Après la mise en place de ces mesures de court terme, le rapport envisage la création d'une agence pour l'adoption destinée à se substituer à l'actuelle AFA, et dont le rôle serait étendu à l'adoption nationale. La procédure d'autorisation des OAA, fixée par un décret du 18 avril 2002 (5), jugée « complexe et largement historique », serait quant à elle simplifiée et les habilitations limitées dans le temps.
Notons, enfin, que le rapport se prononce sur l'impossibilité pour les couples pacsés ou vivant en concubinage d'adopter, considérant que cette situation traduit une « faiblesse du droit », voire une « anomalie ». Quant aux personnes célibataires qui « peuvent adopter à la condition de ne pas faire état de leur homosexualité » (6), elles devraient trouver « à travers le futur statut du «beau-parent» une voie de progrès ».

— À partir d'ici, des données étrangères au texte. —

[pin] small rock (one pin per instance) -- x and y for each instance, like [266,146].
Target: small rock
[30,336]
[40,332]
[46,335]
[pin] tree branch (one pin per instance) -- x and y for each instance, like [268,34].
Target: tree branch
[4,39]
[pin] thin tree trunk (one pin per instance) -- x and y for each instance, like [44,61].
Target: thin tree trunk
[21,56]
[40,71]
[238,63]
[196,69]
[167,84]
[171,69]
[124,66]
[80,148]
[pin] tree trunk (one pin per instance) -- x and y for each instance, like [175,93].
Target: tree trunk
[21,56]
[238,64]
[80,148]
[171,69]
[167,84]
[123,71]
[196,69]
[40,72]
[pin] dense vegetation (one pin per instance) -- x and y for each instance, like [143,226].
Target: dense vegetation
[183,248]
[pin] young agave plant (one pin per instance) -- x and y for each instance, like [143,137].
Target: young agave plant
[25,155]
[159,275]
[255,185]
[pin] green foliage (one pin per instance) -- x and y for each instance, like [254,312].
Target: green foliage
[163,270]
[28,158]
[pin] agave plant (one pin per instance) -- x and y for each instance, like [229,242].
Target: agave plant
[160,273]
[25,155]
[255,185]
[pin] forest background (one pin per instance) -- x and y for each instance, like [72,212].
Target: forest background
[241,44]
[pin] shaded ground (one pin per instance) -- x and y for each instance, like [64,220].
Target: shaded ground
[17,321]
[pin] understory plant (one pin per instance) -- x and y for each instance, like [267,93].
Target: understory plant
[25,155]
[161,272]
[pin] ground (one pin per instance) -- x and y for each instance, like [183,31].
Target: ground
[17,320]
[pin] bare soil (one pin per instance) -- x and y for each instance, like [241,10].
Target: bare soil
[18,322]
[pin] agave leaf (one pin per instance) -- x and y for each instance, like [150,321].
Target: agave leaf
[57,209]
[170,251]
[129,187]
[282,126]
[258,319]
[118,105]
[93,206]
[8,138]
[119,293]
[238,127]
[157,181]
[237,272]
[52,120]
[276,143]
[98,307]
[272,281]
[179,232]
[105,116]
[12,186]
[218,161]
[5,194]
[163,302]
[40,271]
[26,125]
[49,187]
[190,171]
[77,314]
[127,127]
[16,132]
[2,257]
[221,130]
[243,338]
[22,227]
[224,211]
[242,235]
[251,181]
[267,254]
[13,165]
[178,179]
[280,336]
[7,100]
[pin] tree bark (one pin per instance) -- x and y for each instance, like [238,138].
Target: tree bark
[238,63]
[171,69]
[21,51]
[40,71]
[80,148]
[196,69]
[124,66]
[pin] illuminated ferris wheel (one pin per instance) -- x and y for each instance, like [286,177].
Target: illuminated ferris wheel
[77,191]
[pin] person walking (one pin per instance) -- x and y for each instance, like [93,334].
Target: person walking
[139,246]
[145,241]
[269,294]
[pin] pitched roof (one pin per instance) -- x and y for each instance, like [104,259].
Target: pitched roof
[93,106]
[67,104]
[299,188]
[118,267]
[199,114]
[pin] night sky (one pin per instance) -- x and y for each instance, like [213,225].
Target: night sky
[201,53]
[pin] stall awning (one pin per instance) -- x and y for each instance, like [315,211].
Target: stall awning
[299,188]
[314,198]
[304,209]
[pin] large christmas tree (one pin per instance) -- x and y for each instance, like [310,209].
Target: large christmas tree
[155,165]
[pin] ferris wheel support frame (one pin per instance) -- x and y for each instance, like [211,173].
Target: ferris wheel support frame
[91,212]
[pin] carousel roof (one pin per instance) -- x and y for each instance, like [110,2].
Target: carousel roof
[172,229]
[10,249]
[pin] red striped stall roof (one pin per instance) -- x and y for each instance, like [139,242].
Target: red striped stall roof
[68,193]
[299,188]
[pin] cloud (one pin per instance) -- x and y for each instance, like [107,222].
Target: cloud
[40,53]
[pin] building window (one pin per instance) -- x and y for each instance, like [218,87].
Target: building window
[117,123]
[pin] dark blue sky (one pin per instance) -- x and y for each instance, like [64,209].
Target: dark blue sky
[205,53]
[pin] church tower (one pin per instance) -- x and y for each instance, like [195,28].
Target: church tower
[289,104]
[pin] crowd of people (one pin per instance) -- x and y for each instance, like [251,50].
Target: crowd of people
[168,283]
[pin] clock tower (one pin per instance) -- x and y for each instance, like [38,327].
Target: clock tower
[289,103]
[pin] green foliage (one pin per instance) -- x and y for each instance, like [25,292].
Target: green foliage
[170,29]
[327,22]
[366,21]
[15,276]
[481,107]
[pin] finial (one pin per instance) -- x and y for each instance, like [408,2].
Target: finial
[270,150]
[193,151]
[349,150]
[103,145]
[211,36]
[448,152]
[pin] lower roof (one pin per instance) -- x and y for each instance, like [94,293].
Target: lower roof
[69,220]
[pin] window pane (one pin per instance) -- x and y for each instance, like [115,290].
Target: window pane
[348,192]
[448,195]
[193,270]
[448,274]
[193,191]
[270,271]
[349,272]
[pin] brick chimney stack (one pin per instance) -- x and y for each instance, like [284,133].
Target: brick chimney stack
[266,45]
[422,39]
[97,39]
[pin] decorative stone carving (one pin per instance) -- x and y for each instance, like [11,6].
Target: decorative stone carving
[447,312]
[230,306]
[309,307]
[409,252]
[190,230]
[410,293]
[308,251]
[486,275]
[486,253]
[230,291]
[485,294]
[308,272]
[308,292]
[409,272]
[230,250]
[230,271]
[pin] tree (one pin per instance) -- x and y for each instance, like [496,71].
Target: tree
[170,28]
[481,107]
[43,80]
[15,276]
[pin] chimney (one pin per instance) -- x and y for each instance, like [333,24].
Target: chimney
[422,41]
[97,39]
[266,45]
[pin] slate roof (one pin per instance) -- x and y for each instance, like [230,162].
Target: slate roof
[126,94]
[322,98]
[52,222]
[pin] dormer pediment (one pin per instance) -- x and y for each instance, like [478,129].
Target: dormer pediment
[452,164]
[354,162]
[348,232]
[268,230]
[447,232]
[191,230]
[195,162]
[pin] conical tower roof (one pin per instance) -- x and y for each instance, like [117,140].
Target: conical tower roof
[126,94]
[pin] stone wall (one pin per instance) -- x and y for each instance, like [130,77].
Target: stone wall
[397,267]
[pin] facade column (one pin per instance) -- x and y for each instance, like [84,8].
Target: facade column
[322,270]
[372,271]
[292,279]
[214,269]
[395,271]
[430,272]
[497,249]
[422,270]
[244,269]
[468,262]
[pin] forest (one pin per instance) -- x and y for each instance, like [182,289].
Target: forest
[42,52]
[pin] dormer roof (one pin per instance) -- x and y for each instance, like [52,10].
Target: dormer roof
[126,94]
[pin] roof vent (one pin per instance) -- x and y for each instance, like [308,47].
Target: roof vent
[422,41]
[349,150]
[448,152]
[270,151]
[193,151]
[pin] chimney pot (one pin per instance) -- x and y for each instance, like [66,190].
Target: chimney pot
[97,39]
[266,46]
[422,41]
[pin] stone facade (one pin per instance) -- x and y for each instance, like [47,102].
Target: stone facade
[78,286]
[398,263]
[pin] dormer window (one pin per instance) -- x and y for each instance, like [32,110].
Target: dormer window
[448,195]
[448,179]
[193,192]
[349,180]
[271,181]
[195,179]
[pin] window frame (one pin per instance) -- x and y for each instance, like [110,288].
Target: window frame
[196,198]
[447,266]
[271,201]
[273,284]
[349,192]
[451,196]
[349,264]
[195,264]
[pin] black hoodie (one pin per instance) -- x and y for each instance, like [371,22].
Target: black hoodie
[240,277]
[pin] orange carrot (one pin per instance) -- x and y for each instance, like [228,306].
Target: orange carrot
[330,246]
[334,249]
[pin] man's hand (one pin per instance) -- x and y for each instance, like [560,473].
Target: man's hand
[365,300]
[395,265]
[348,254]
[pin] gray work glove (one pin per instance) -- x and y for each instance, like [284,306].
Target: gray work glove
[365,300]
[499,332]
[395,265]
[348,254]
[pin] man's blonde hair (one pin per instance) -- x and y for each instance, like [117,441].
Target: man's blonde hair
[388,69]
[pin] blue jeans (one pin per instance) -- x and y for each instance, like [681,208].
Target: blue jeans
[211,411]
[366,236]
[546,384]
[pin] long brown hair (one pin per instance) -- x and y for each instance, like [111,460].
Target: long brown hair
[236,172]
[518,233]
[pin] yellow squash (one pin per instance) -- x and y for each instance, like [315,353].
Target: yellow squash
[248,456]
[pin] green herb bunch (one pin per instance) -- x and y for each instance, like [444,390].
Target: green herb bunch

(1) Rapport sur l'adoption - Jean-Marie Colombani - Février 2008 - La Documentation française - Prochainement en ligne sur
(2) Selon cet article, la personne, l'établissement ou le service d'aide sociale à l'enfance ayant recueilli un enfant dont les parents se sont manifestement désintéressés pendant un an sont fondés à demander une déclaration judiciaire d'abandon prononcée par le tribunal de grande instance.
(3) Juge des enfants pour les mesures d'assistance éducative, juge aux affaires familiales pour la délégation d'autorité parentale, tribunal de grande instance pour la déclaration judiciaire d'abandon et juge des tutelles en cas de décès des parents.
(4) En 2006, la durée moyenne d'une procédure de déclaration judiciaire d'abandon s'établissait à sept mois, durée pouvant aller jusqu'à près de deux ans dans certains tribunaux.
(6) La Cour européenne des droits de l'Homme a récemment condamné la France pour discrimination à l'égard des homosexuels célibataires souhaitant adopter un enfant - Voir ASH n° 2542 du 25-01-08, p. 16.